Test-Driven Development (TDD) Skill

Enforce the RED-GREEN-REFACTOR cycle for all code changes. Tests are written before implementation code, verified to fail for the right reasons, and maintained through disciplined development cycles.

Instructions

Before starting any TDD cycle, read and follow repository CLAUDE.md files. Project instructions override default TDD behaviors because local conventions (test frameworks, directory layout, naming) vary across codebases.

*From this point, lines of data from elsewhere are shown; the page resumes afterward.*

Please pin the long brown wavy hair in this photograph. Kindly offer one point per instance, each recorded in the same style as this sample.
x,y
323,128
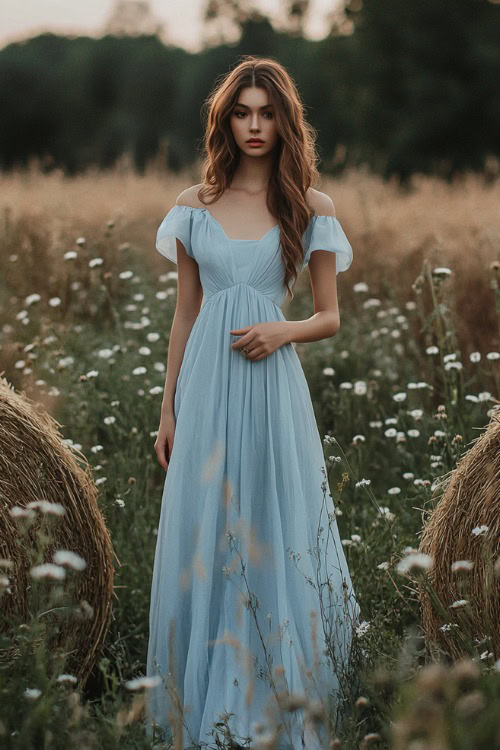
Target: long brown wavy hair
x,y
295,164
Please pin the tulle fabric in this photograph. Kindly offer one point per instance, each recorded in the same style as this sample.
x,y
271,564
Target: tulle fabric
x,y
247,537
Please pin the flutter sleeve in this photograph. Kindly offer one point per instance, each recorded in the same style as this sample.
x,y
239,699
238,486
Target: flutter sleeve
x,y
176,224
326,233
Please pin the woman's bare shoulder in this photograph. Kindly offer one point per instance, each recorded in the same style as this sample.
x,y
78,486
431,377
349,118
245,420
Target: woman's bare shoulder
x,y
320,203
189,197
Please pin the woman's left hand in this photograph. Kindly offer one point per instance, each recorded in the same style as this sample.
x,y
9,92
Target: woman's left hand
x,y
261,339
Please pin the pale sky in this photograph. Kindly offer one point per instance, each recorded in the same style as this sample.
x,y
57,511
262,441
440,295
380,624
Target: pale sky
x,y
182,18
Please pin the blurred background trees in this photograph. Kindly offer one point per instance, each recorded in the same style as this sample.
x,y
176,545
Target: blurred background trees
x,y
397,86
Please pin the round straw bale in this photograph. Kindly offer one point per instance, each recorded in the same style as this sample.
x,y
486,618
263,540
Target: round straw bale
x,y
465,526
36,465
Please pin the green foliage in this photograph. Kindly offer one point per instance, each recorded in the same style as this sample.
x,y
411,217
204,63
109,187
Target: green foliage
x,y
412,410
412,89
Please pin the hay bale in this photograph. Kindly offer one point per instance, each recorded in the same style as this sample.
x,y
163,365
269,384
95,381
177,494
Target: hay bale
x,y
471,500
36,465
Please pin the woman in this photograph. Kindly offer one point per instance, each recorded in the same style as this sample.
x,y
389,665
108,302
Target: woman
x,y
251,597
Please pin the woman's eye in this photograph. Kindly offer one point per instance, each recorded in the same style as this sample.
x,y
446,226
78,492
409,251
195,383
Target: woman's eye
x,y
244,113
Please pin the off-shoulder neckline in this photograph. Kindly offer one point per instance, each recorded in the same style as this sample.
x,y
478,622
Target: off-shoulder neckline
x,y
233,239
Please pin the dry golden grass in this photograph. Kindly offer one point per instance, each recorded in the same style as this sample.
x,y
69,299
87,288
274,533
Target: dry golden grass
x,y
455,225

Phase 1: Write a Failing Test (RED)

The test MUST exist and fail before any implementation code is written, because seeing the test fail first proves it can actually detect the bug or missing feature. A test that has never been seen failing provides no evidence that it tests anything meaningful.

Steps:

Understand the requirement -- clarify what behavior needs to be implemented
Write the test first -- create a test that describes the desired behavior
Use descriptive test names -- the test name should read as a specification of behavior (e.g., TestCalculateTotal_WithEmptyCart_ReturnsZero), because vague names like TestCalc make failures impossible to diagnose without reading the test body
Write minimal test setup -- only create fixtures/mocks needed for THIS test
Assert expected behavior -- use specific assertions (not just "no error"), because weak assertions like assert result != nil pass for wrong reasons and provide false confidence

Use specific assertions:

assert result == 42 (specific value)
assert error.message.contains("invalid") (specific content)
NOT assert result != nil (too weak -- passes even when result is garbage)
NOT assert len(result) > 0 (not specific enough -- passes with wrong data)

Test one concept per test. If the test name needs "and", split into multiple tests, because multi-assertion tests produce ambiguous failures.

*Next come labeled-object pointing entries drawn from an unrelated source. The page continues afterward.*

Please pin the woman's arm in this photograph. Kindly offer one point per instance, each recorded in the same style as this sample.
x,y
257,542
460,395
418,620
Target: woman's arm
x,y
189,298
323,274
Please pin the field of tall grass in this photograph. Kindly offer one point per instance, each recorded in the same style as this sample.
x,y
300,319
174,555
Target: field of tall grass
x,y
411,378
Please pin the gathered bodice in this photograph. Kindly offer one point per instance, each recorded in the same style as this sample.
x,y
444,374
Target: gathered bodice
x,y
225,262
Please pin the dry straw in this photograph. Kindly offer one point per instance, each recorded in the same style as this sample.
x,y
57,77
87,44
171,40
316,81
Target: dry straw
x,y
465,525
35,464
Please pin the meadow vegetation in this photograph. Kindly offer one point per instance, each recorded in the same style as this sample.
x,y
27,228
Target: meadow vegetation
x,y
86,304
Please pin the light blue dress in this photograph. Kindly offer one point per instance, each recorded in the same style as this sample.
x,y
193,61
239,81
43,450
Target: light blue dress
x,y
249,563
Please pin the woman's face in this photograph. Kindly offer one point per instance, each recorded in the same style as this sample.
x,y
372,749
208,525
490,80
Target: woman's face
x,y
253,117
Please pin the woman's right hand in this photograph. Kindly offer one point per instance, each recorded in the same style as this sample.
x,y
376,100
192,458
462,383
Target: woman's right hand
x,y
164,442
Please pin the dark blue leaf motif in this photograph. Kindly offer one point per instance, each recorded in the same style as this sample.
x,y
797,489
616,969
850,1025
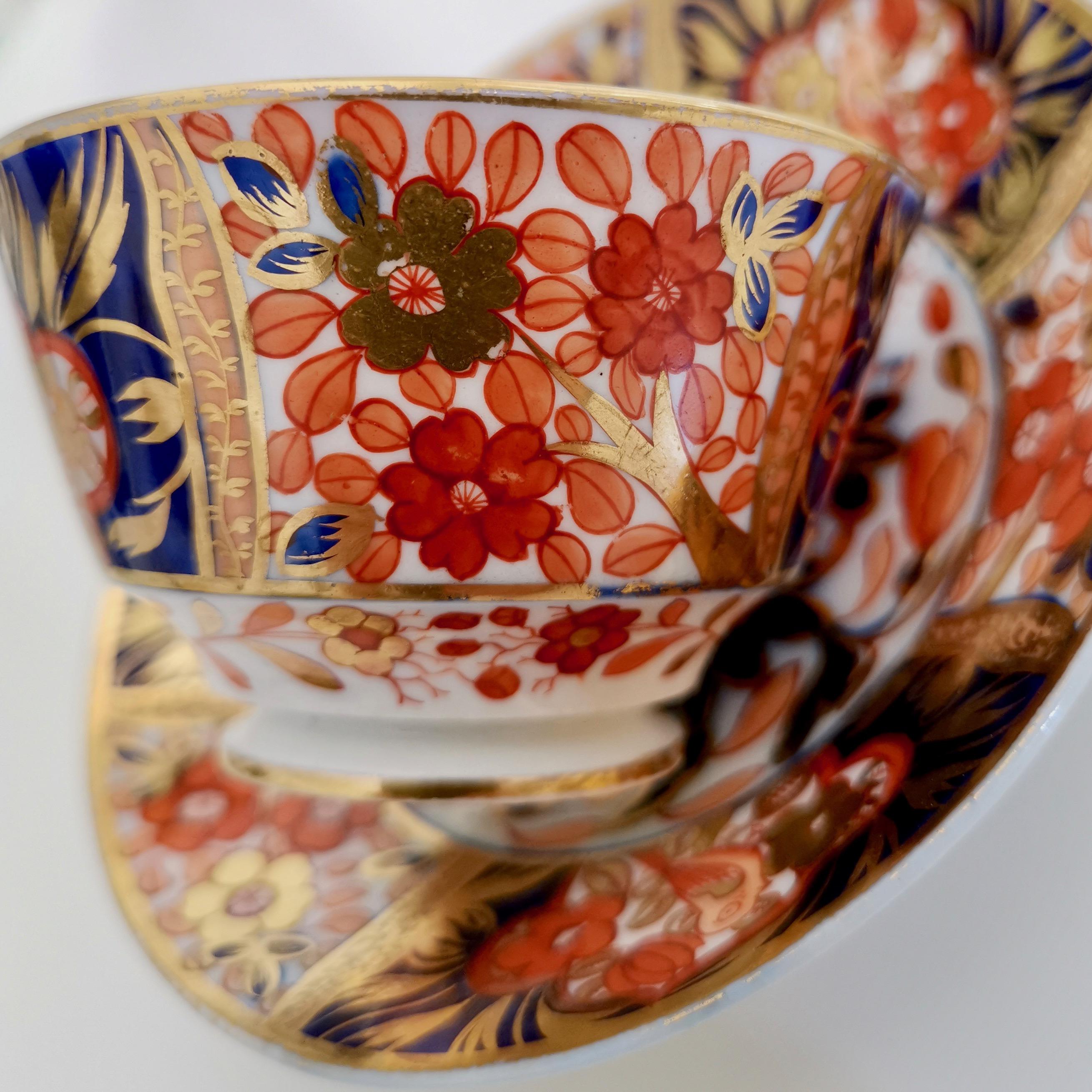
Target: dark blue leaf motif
x,y
756,295
745,210
294,260
792,218
349,188
257,181
311,542
291,257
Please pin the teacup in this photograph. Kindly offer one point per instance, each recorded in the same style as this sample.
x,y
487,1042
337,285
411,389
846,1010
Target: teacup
x,y
450,400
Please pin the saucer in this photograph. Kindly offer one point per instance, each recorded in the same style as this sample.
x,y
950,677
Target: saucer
x,y
353,935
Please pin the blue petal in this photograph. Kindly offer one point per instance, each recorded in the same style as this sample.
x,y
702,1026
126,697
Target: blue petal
x,y
290,257
756,294
311,542
257,181
795,220
348,187
745,211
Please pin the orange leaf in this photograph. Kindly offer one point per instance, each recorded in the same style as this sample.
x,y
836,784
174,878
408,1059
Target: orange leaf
x,y
246,234
752,424
519,391
449,147
640,550
675,161
788,175
556,241
379,560
319,394
627,387
579,352
284,324
742,363
1062,336
289,137
638,655
595,165
738,491
877,558
378,425
763,709
206,131
777,340
1033,569
292,461
792,270
429,385
672,614
701,404
1064,290
346,480
267,616
718,454
572,425
843,179
939,308
601,500
514,161
729,164
564,560
551,303
497,683
378,133
1080,238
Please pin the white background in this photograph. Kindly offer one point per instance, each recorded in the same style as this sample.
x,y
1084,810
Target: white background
x,y
977,977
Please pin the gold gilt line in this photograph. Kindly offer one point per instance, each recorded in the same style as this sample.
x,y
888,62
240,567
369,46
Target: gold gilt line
x,y
237,299
345,590
581,98
195,451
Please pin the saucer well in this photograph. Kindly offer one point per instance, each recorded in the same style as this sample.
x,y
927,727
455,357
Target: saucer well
x,y
355,935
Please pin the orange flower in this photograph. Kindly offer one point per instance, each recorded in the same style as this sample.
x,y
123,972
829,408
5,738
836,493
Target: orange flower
x,y
314,825
202,804
939,471
653,969
1038,422
962,127
542,945
1068,500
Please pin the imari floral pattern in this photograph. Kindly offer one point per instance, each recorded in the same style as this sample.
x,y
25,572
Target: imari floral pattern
x,y
438,340
369,935
973,95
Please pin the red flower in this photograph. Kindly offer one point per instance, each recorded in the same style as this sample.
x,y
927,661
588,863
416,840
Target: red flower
x,y
961,127
653,969
578,639
314,825
1067,503
201,805
467,496
662,290
543,945
1038,421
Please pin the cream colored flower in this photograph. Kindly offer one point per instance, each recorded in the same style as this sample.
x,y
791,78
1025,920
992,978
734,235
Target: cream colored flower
x,y
247,894
355,639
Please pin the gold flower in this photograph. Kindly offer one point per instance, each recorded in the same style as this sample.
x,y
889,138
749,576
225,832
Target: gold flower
x,y
247,894
355,639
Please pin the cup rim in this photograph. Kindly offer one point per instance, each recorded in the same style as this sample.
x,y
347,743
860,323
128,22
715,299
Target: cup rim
x,y
602,99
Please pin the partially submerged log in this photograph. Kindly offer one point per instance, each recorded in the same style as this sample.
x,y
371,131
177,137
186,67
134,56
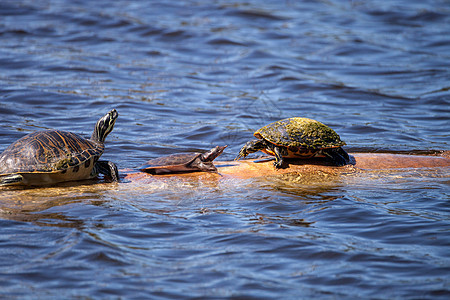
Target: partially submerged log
x,y
361,162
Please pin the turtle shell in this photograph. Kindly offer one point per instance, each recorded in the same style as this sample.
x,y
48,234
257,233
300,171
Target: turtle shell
x,y
175,163
300,133
50,156
183,162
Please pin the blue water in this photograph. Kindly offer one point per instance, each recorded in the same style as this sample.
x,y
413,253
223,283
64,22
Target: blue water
x,y
190,75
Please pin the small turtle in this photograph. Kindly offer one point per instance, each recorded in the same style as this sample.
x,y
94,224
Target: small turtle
x,y
52,156
183,163
297,138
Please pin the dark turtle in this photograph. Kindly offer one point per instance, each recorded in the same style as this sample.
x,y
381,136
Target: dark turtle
x,y
183,163
297,138
52,156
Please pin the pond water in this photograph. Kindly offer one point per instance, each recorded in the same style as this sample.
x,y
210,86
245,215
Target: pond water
x,y
189,75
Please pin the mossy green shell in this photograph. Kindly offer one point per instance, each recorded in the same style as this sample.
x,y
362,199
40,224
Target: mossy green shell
x,y
301,133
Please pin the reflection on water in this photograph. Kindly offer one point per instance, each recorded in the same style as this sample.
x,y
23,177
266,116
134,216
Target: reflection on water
x,y
190,75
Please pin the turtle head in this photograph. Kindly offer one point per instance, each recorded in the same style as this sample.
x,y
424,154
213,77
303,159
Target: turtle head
x,y
104,126
213,153
250,147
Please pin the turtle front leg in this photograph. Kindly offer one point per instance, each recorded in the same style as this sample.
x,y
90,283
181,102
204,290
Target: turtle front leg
x,y
250,147
337,156
279,162
107,168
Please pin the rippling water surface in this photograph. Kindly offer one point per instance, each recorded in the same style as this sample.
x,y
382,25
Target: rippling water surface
x,y
189,75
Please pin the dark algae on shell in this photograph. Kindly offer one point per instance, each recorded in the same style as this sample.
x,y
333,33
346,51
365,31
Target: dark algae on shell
x,y
300,132
297,138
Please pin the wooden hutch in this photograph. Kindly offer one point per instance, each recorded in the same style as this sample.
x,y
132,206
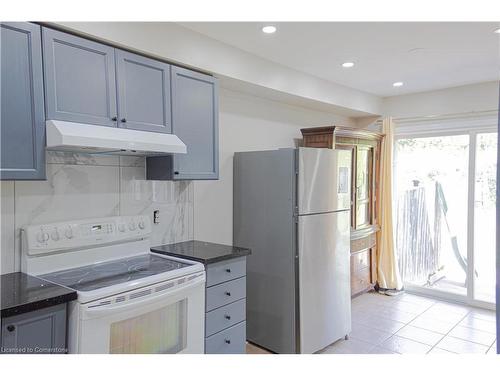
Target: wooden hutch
x,y
365,148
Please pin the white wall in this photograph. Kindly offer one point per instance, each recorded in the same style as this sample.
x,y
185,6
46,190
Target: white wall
x,y
456,100
81,186
246,123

Follow the Arrange-Act-Assert pattern:

def test_feature():
    # Arrange: Set up test data
    input_data = create_test_data()

    # Act: Execute the code under test
    result = function_under_test(input_data)

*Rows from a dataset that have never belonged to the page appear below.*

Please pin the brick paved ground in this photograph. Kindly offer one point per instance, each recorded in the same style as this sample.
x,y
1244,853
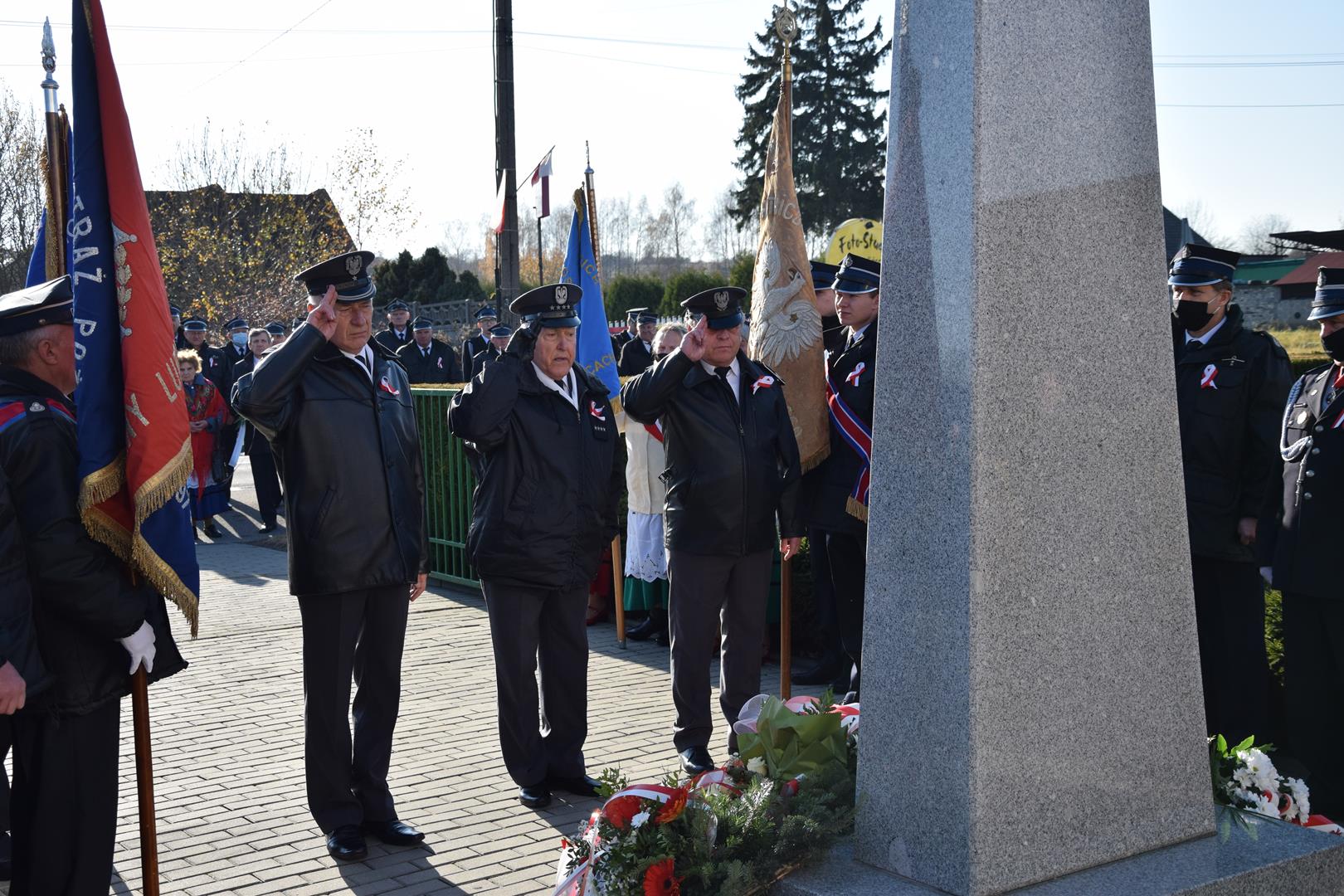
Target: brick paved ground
x,y
229,748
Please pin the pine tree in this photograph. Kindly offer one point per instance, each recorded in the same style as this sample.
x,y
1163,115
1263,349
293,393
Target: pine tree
x,y
839,123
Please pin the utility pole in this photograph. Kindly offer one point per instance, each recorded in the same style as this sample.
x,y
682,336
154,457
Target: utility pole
x,y
507,282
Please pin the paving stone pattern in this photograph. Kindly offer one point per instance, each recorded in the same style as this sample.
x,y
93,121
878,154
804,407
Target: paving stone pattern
x,y
227,738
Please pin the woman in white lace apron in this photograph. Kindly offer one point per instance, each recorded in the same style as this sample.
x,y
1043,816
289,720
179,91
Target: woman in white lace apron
x,y
645,557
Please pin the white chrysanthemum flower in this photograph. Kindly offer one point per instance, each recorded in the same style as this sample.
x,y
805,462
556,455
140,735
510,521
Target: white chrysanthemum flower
x,y
1301,798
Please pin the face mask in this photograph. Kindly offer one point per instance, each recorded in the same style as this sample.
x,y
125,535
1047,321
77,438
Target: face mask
x,y
1192,316
1333,345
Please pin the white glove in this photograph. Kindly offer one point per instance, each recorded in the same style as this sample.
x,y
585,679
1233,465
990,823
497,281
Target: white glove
x,y
140,646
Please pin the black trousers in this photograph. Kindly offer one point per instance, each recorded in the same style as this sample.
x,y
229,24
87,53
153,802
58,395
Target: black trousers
x,y
715,603
65,802
1313,689
538,629
824,597
265,479
355,635
1230,620
847,559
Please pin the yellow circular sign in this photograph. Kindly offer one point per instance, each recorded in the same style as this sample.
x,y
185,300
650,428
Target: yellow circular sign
x,y
858,236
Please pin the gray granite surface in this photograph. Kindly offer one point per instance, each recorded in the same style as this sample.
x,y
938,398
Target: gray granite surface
x,y
1262,859
1031,683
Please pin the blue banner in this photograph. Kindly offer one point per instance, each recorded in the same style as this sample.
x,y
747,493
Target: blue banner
x,y
594,338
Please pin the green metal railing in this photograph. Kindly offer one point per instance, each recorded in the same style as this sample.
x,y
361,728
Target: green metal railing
x,y
448,488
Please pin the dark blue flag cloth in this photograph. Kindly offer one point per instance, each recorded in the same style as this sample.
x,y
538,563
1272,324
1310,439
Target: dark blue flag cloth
x,y
134,448
594,338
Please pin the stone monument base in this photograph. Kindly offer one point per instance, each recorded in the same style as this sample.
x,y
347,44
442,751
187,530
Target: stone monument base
x,y
1241,860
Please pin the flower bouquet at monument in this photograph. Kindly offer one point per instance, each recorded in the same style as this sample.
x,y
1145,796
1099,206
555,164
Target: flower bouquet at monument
x,y
730,830
1246,779
797,737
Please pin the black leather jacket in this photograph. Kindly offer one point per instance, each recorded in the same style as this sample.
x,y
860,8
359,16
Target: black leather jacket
x,y
82,598
550,476
1229,431
348,453
732,468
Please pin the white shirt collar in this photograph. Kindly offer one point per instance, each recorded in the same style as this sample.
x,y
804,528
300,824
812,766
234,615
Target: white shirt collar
x,y
368,366
1203,340
569,391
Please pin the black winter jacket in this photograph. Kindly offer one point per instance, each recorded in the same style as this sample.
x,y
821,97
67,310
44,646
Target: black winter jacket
x,y
17,640
1308,542
1230,399
733,468
832,484
82,598
440,367
550,476
348,453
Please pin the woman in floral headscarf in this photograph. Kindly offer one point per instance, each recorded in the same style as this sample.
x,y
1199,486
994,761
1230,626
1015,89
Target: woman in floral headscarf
x,y
208,412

    # Assert: Verify expected behavior
    assert result.status == "success"

Optional techniques (use when explicitly requested):

Property-based testing: Generate tests with random/fuzzed inputs (Go: testing/quick, Python: hypothesis)
Table-driven tests: Convert multiple similar tests to data-driven approach when 3+ tests share the same structure

Run the test:

go test ./... -v -run TestNewFeature          # Go
pytest tests/test_feature.py::test_name -v    # Python
npm test -- --testNamePattern="new feature"   # JavaScript

Show the full test runner output -- never summarize test results, because summarization hides warnings, partial failures, and unexpected output that reveal problems early.

RED Phase Gate

Do NOT proceed to the GREEN phase until all of these are true:

Test file is created and saved
Test has been executed
Test output shows FAILURE (not syntax/import error)
Failure message indicates missing implementation

Phase 2: Verify Failure Reason (RED Verification)

The test must fail because the feature is not implemented, NOT because of syntax errors, import errors, wrong test setup, or unrelated failures. A test that fails for the wrong reason proves nothing about the missing feature and will pass for the wrong reason after implementation.

Execute test command and show the complete output
Verify failure reason -- confirm the error matches expected missing-implementation patterns:
- Go: --- FAIL: TestFeatureName with expected vs actual mismatch
- Python: AssertionError or AttributeError: module has no attribute
- JavaScript: Expected X but received undefined

If the test fails for the WRONG reason:

Fix the test setup/syntax
Re-run until it fails for the RIGHT reason (missing implementation)
Do NOT proceed until the failure clearly indicates "this feature does not exist yet"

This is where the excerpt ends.